April 20, 1996|By Buster Olney | Buster Olney,SUN STAFF

ARLINGTON, Texas -- Any day, any hour, the beeper that Chris Hoiles carries could begin peeping and he might have to leave the Orioles.

His wife, Dana, is expecting the couple's first child any moment. "It could be any time now," said Hoiles, who will fly back to Baltimore as soon as he hears from Dana. "Family comes first, especially since this is our first one."

Hoiles hasn't talked to manager Davey Johnson directly about the situation, but he forewarned coach Andy Etchebarren on Thursday night, and Etchebarren passed on the word to the manager. Johnson said yesterday that Gregg Zaun would start in Hoiles' place, with B. J. Surhoff as the backup.

"Me, personally, I would like them to say, 'Take a couple of days,' " Hoiles said. "I want to make sure there's no problems with the baby and everything is 100 percent."

Or more. Doctors have told the Hoiles that the baby -- a boy --

already weighs 8 pounds and is gaining half a pound a week now.

Hoiles gave his beeper to trainer Richie Bancells before last night's game, in case Dana called during the game. "That's the one situation that worries me," Hoiles said. "What if the beeper goes off in the fifth inning? What do I do?"

He smiled, and looked down at the uniform he was wearing. "I guess I would go right to the airport like this," Hoiles said.

Mills progressing

Alan Mills threw batting practice for about 10 minutes yesterday, and assuming he suffers no unusual soreness in the next couple of days, he will throw in the bullpen again tomorrow and then fly to Florida to begin his minor-league rehabilitation assignment.

"He looked pretty good," said Johnson.

Zaun and Bill Ripken batted against Mills. "He had really good life on his fastball," Zaun said. "It was encouraging stuff."

Mills continues to throw only fastballs and changeups. After his first minor-league rehab appearance, pitching coach Pat Dobson said, Mills will begin throwing his slider.

Johnson said: "I think it's good that he's working with just his fastball, anyway, rather than relying on his breaking ball. He's learning how to add and subtract with his heater [fastball]."

Another O's streak

Brady Anderson thinks of himself as one of baseball's streakiest players. "Ideally, you'd like to stay hot the whole year," he said. "But realistically, I know that's not going to happen. . . . I've figured out the best way to go about things is to just grind it out and play."

Anderson started the season in a mini-slump, getting four hits -- three singles and a double -- in his first 23 at-bats (.174).

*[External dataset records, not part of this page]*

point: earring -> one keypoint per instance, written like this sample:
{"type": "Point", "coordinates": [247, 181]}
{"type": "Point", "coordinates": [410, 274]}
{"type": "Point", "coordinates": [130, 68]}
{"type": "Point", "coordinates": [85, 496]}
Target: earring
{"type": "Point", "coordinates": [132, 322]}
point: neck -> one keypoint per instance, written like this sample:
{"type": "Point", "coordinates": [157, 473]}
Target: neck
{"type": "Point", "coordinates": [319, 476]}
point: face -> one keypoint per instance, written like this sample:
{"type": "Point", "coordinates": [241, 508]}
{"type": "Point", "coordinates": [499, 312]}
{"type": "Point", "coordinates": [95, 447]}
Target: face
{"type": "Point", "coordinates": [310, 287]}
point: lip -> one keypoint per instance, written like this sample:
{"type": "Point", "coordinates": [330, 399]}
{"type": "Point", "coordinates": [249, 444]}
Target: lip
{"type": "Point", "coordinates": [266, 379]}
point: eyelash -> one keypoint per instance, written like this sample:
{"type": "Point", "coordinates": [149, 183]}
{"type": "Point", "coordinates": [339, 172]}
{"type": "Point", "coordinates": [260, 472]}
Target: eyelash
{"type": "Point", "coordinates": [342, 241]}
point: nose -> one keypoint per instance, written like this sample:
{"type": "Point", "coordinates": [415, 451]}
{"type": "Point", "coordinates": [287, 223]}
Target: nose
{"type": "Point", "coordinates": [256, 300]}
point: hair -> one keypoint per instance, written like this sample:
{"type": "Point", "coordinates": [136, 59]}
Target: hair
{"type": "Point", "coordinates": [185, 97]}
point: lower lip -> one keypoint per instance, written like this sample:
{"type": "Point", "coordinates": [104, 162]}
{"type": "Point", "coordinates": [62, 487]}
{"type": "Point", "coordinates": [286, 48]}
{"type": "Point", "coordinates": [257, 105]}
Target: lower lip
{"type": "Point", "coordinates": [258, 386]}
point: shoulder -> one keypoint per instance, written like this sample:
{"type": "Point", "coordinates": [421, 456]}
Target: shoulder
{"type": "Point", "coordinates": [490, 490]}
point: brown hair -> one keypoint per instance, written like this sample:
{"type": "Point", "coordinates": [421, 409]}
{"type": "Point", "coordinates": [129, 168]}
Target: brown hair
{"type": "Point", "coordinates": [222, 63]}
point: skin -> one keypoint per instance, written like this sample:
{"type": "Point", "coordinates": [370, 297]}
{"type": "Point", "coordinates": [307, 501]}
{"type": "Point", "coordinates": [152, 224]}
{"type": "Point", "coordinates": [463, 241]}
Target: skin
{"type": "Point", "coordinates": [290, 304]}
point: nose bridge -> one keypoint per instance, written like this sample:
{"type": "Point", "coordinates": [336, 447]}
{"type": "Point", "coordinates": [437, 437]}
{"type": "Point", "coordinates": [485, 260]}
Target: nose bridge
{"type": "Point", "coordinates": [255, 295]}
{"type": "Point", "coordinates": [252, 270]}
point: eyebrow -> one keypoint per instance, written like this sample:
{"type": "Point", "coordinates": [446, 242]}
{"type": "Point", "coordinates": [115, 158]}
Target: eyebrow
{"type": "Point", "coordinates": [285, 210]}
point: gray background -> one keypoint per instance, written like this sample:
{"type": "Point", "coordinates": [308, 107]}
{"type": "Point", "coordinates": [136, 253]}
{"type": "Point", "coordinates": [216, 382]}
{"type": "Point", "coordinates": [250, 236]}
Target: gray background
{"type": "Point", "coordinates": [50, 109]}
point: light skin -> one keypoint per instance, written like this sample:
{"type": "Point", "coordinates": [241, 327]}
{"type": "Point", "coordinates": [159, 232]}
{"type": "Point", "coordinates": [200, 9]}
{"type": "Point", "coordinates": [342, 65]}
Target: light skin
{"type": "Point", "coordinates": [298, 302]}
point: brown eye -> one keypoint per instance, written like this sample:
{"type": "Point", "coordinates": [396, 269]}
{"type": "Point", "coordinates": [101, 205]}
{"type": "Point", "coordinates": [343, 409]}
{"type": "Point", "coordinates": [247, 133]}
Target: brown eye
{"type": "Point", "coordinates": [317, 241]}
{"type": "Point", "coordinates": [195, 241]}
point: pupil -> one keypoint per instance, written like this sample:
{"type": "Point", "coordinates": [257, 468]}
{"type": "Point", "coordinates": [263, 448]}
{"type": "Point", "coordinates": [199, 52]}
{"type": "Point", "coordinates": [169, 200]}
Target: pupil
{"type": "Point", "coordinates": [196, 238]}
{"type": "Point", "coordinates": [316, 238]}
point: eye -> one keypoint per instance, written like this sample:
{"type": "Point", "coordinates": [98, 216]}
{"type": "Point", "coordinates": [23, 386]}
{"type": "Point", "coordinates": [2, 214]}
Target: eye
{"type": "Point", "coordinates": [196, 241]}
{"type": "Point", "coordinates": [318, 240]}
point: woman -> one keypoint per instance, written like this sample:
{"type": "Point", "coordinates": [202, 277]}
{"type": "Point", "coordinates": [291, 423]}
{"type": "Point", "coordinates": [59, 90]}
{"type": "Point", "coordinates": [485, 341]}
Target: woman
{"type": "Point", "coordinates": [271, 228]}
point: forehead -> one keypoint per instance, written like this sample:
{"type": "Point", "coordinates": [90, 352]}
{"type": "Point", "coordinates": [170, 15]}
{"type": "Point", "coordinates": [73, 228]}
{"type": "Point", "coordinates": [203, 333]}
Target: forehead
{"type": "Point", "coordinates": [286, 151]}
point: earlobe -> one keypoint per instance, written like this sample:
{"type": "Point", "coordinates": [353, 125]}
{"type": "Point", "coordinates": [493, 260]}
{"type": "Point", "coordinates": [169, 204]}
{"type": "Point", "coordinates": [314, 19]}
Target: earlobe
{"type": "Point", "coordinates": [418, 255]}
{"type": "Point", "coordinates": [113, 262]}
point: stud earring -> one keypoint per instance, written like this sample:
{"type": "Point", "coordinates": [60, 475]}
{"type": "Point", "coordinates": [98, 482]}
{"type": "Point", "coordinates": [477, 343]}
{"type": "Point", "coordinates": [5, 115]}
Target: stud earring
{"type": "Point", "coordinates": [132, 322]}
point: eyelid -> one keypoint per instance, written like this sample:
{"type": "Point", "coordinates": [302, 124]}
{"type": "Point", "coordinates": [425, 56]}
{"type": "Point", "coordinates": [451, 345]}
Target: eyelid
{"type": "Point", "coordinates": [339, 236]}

But the Orioles came home and Anderson went on a tear, going 15-for-31 with four homers and nine RBIs in eight games. He continued to mash last night, leading off the game with a homer.

Huson in holding pattern

Jeff Huson, like Ripken and Manny Alexander, is trying to find ways to fill his time. As an extra infielder behind Roberto Alomar, Cal Ripken and Surhoff, he has nothing to do except sit and watch and learn as much as possible without playing.

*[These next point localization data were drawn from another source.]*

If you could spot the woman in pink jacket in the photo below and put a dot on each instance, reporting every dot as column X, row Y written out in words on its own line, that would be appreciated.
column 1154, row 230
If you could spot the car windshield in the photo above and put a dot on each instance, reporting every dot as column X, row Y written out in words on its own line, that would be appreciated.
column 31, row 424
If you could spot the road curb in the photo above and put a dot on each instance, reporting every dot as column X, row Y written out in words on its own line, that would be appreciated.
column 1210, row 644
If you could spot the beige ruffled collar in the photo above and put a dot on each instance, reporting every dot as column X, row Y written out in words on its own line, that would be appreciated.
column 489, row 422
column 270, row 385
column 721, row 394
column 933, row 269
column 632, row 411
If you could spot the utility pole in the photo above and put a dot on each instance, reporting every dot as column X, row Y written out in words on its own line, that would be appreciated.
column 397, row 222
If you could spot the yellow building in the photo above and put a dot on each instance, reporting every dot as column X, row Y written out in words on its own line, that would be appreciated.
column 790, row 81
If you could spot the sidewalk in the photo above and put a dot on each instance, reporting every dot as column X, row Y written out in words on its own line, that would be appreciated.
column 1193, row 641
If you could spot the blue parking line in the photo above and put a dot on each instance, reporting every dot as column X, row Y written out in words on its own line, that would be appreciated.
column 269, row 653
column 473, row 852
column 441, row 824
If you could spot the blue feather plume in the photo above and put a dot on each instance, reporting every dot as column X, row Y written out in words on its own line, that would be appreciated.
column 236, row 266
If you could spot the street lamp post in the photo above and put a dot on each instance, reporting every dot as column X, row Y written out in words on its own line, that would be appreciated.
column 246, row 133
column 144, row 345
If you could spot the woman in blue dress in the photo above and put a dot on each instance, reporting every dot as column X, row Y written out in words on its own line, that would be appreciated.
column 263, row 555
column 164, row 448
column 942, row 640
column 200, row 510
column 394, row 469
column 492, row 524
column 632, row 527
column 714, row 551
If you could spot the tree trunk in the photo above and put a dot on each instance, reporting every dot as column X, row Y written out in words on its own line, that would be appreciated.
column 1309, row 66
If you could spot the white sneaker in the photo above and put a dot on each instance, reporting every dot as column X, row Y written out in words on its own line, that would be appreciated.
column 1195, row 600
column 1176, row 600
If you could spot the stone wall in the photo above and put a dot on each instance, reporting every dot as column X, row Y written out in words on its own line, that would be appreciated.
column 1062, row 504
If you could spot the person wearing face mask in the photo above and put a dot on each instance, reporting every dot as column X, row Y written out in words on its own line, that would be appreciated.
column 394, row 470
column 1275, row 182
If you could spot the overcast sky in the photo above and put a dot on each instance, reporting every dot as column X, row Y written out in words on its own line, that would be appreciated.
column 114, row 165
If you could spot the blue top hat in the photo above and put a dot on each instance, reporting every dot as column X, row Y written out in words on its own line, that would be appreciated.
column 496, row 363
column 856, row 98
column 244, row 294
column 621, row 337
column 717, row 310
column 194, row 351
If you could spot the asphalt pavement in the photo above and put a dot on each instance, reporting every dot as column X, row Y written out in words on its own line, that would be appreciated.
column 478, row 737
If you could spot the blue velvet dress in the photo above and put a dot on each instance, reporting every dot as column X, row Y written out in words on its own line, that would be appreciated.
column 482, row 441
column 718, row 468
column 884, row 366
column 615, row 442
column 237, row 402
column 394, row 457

"As a professional, I would like to play," said Huson. "If anybody thinks I like sitting on the bench, they're crazy. But honestly, there's no way I should be playing, with the way this team is playing."

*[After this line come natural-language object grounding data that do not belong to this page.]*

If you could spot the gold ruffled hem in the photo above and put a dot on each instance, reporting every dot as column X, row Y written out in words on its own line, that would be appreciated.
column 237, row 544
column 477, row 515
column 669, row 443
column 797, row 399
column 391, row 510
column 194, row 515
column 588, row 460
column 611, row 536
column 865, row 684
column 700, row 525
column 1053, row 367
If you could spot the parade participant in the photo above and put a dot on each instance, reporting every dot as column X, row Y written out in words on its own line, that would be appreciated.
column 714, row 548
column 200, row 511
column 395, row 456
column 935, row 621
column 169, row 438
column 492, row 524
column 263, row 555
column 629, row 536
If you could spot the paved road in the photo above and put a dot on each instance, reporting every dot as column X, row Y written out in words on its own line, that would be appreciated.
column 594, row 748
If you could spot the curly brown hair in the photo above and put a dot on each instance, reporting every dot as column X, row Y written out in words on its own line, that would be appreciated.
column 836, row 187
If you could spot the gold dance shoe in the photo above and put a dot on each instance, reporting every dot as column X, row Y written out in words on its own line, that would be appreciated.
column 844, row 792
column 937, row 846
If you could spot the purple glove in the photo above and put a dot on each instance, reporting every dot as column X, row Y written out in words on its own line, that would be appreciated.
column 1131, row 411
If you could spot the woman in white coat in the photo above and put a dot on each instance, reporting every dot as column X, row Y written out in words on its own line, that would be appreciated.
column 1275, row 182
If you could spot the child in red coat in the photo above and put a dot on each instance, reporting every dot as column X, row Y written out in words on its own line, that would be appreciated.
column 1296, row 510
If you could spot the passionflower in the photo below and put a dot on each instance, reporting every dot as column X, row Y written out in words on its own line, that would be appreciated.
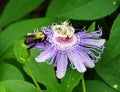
column 63, row 44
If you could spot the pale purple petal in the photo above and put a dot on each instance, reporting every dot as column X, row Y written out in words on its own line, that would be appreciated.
column 86, row 59
column 78, row 63
column 62, row 62
column 45, row 55
column 93, row 42
column 43, row 45
column 94, row 34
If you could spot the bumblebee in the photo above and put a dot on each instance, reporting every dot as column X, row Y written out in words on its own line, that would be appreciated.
column 33, row 38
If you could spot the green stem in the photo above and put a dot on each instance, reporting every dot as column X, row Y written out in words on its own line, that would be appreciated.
column 32, row 76
column 83, row 84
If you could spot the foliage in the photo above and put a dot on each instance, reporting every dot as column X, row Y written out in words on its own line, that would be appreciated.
column 19, row 72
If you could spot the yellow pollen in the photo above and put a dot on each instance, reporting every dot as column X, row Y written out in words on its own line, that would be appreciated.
column 63, row 30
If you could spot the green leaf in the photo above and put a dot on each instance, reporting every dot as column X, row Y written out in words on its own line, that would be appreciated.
column 2, row 88
column 44, row 74
column 19, row 30
column 110, row 72
column 91, row 28
column 70, row 80
column 19, row 86
column 94, row 86
column 9, row 72
column 15, row 10
column 81, row 9
column 112, row 47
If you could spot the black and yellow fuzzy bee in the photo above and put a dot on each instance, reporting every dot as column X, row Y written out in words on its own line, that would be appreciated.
column 32, row 39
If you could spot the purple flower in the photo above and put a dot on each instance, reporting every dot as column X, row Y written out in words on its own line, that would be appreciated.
column 62, row 44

Huson knows, too, that any time the Orioles make a move, there's a chance he could be the guy removed from the roster. "My wife and I were talking about it at lunch today," Huson said.

"Obviously I would like to stay here all year with the opportunity to go to the playoffs and the World Series. But at the same time, I know my playing time is going to be very, very limited. You've got All-Stars at every position."

Around the horn

Orioles pitcher Kent Mercker and Mike Devereaux received their world championship rings from the Atlanta Braves during the homestand, via Federal Express. Each walked into the clubhouse to find a bulky Fed Ex package on their chairs. . . . The recently released movie, "The Substitute," stars Tom Berenger as a teacher who goes into a gang-infested high school and fights, against all odds, to show the kids a new way. The movie is set at Miami Jackson High -- the alma mater of Orioles first baseman Rafael Palmeiro. . . . Johnson's mother and sister drove up from San Antonio to visit. , 78, still plays golf three times a week, her son said. . . . Jeffrey Hammonds rested a sore hamstring with Devereaux starting in left, but came on as a pinch hitter in the eighth. . . . The Orioles and Rangers will play in Turn Back the Clock uniforms tomorrow, with the Orioles wearing jerseys styled after those worn by the International League Orioles in the 1930s.